タスクが踏み出そうとした地面があるはずの場所に、深い深い宇宙空間が広がっていた。あと一歩踏み出せば、崖から宇宙空間に放り出されてしまう。恐らくここから落ちれば確実に命はないと言っていいだろう。タスクは思わず声を挙げた。 

「ここが地上でないのなら、オレを地上に戻してくれ」

「それは出来ない相談ね。でも、貴方の星が壺から飛び出てきた理由は・・・何か未練があるのね」

「---------」

 

未練なら、当然あった。

 

オレは、長年幼馴染だったリンに告白したばかりだった。もうすぐ高校の卒業式。これから、オレもリンも、それぞれの道を歩んでいく。だから、この想いの決着をつけるために。

「オレはリンが好きだ」

 

校舎裏にリンを呼び出して、告白した。リンは眼を大きく開け、頬を赤らめてタスクを見た。

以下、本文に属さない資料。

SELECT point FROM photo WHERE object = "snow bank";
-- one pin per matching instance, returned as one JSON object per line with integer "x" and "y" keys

「びっくりした・・・・タスクがそんな事言うなんて、でも、校舎裏に呼び出すって、果たし状かと思ったよ。字も汚いし」

「ほっとけ」

 

リンはお腹を抱えて笑った。

「笑いすぎだろ・・・お前とは、このまま終わりにしたくないんだ」

「返事は、今日じゃなくてもいいかな?」

 

リンは言った。

「じゃあ、明後日の日曜、城山公園の入り口で、OKなら来て欲しい」

「分かった」

リンは、夕日に負けないぐらい頬を赤く染めてそう答えた。